Жозетт Лашо блаженствовала. Только что появился Симон, его светлые волосы бились по плечам, борода съедала костлявое лицо, голубые гневные глаза лихорадочно блестели в глубоких ямах под выступающими надбровными дугами. Голубизна глаз резко оттенялась чернотой ресниц и бровей, темными провалами глазниц. Длинные ноги были обтянуты бесформенными брюками из коричневого вельвета, а худой торс облегал синий свитер с застежкой на плече. Поверх него была наброшена белая пожелтевшая дубленка, с которой Симон не расставался даже в жару. Сейчас Симон говорил, положив свою скелетообразную руку на плечо Жозетт, на лице его застыла пренебрежительная гримаса. Голос у него был сильный, низкий, свистящий. Он не счел нужным сообщить, ни где провел вечер, ни почему оказался тут (хотя группа, к которой он принадлежал, захвата башни не одобряла). Во всяком случае, пришел он не для того, чтобы встретиться с Жозетт (если мы спим вместе, дурында, это еще не значит, что мы должны впасть в собственнический маразм Любви с большой буквы. Ты ведь знаешь, я решительно против этого «буржуазного и ревизионистского дурмана»). Но Жозетт как раз недостаточно политически развита, она восхищается Кон-Бендитом, ее привлекают анархи с их дурацкими штучками. И второе: она так до сих пор и не разобралась в проблеме профов: хочет ограничиться презрением к реакам и консерватам, сохраняя известное уважение к немногим либеральным профам, которые есть на Факе. Симон надавил своей худой рукой на плечо Жозетт.

— Ошибка, дурында, грубая ошибка. Между профом-реаком и профом-либералом разница не больше, чем между хозяином воинствующим и хозяином патерналистом. Мы стремимся уничтожить эти патерналистские отношения между профами и студентами. Заметь, я не утверждаю, что либеральный проф не искренен в своих взглядах, я только говорю, что объективно его роль состоит в том, чтобы направить студенческое революционное движение в нужное ему русло, то есть осуществить в университете изменения, которые он считает полезными. Объективно, либеральный проф — это старик, который примазывается к движению, чтобы направить бунт молодежи по реформистскому пути. Если проф-либерал вступает в борьбу с профами-реаками, то совсем не потому, что он ставит перед собой революционные цели, а потому, что реаки — кретины, которые не понимают, что буржуазный университет, если он не хочет погибнуть, должен быть перестроен. Короче, либеральный проф и, если хочешь, даже проф-гошист не может не находиться — уже в силу того, что он проф, — внутри самой системы, все усилия его направлены на то, чтобы улучшить ее работу. В то время, как мы, дурында, мы находимся вне системы, мы стремимся ее парализовать. Возьми, к примеру, твоего кумира — Фременкура.

— Да он уже вовсе не мой кумир, — сказала Жозетт, тряся косичками.

— Ну был им, — сурово продолжал Симон. — Заметь, я согласен, что Фременкур не дурак и что он обладает известным даром убеждения, но как использует он этот дар? Примо, для установления между собой и студентами отношений, которые ему выгодны и строятся на восхищении студентов профом, то есть именно тех отношений, которые мы хотим разрушить; и, секундо, для того, чтобы убедить тебя не действовать. Иными словами, он, если даже идеологически против существующего строя, на деле проституирует собственную диалектику, чтобы укрепить status quo. Твой Фременкур, дурында, мелкая-премелкая интеллектуальная проститутка.
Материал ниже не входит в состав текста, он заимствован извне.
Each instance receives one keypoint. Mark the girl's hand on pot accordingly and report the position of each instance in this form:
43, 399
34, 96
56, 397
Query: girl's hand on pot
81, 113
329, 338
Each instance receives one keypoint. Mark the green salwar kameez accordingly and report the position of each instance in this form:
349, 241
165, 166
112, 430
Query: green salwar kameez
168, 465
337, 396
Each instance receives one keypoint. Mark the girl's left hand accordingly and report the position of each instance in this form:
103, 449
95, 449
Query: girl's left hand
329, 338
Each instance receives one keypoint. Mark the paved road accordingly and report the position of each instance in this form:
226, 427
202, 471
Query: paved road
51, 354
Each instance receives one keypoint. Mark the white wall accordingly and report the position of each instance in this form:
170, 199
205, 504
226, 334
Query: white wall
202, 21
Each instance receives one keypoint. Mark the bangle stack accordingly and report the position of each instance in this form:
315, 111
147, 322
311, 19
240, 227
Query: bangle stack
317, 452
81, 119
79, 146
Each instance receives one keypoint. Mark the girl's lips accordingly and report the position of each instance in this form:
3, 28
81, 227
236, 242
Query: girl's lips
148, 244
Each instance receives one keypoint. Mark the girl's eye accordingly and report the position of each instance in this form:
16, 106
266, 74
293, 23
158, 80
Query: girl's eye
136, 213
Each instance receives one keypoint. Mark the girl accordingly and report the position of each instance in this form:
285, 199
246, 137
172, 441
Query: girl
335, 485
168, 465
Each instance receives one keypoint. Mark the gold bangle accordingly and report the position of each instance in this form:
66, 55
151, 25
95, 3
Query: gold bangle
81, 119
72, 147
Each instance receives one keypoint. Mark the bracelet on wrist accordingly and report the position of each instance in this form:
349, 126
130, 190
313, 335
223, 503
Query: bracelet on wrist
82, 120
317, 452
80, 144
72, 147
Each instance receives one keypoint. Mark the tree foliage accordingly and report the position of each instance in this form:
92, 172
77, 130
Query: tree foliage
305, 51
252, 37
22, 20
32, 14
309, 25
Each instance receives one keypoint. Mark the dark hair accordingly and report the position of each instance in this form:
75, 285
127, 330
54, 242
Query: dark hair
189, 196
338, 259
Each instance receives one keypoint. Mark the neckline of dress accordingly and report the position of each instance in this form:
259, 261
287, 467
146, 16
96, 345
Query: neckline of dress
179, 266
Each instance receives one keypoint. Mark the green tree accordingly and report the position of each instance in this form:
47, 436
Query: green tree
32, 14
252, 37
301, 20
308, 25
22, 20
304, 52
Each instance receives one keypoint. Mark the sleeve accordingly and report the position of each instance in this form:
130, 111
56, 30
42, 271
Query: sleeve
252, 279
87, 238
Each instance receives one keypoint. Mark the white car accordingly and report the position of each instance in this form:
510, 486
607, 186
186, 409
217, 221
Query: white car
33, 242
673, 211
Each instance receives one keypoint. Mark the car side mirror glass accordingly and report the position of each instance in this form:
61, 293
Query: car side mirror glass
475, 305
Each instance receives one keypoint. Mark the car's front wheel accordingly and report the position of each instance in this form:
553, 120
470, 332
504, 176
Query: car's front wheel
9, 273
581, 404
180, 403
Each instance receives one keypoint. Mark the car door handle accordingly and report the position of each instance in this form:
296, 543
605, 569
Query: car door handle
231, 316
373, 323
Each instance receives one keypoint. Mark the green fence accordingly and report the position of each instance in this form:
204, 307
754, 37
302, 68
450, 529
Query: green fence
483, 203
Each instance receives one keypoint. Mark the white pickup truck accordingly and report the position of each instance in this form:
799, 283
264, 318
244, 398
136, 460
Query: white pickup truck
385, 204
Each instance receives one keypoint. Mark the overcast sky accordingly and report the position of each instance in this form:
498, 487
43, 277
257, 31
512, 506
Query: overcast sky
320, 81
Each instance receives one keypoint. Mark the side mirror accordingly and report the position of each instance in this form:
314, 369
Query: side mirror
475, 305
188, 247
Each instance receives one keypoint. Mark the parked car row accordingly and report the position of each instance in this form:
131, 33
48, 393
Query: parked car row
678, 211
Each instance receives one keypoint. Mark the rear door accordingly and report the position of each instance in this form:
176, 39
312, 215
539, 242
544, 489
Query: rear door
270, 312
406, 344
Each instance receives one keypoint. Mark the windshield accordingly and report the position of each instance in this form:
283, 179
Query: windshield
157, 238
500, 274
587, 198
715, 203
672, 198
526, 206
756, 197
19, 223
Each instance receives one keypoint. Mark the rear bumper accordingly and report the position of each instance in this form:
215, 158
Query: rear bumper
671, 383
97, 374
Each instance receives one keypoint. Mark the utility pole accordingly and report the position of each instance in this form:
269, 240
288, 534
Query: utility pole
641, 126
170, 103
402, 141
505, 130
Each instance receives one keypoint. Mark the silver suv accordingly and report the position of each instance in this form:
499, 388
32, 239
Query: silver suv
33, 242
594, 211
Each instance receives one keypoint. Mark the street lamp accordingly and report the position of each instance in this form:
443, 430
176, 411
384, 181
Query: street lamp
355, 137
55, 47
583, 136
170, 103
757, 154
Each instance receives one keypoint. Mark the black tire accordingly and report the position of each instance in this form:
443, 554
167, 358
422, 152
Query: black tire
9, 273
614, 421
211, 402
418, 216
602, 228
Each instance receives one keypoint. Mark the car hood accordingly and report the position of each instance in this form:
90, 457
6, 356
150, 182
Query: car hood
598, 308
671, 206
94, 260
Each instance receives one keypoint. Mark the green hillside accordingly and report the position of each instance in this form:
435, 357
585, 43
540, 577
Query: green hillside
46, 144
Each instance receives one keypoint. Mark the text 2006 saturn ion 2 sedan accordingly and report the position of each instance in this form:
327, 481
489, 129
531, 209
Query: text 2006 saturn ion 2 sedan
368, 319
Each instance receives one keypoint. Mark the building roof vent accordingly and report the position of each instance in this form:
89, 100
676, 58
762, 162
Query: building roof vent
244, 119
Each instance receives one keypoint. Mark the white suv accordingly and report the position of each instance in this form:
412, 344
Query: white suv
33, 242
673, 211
— Вот здорово, — сказала Жозетт, — чтоб мне лопнуть, если я ему не повторю этого завтра по телефону.

Симон посмотрел на нее с сомнением:

— Он тебя срежет в июне на экзаменах.

— Ну что ты, Фременкур не такой человек!

Симон пожал плечами и с горечью сказал:

— Видишь, ты все еще им восхищаешься.

— Да нет, — сказала Жозетт, уставясь ему в глаза своими неподвижными блестящими глазами. — Завтра я позвоню ему: «Господин Фременкур, это Жозетт Лашо. Господин Фременкур, я забыла вчера вам сказать одну вещь: вы мелкая-премелкая интеллектуальная проститутка» — и повешу трубку. — Она нервно рассмеялась, не отрывая своих чернильно-черных глаз от Симона. Но Симон уже не обращал на нее внимания, он глядел куда-то в пространство и казался недовольным и удрученным.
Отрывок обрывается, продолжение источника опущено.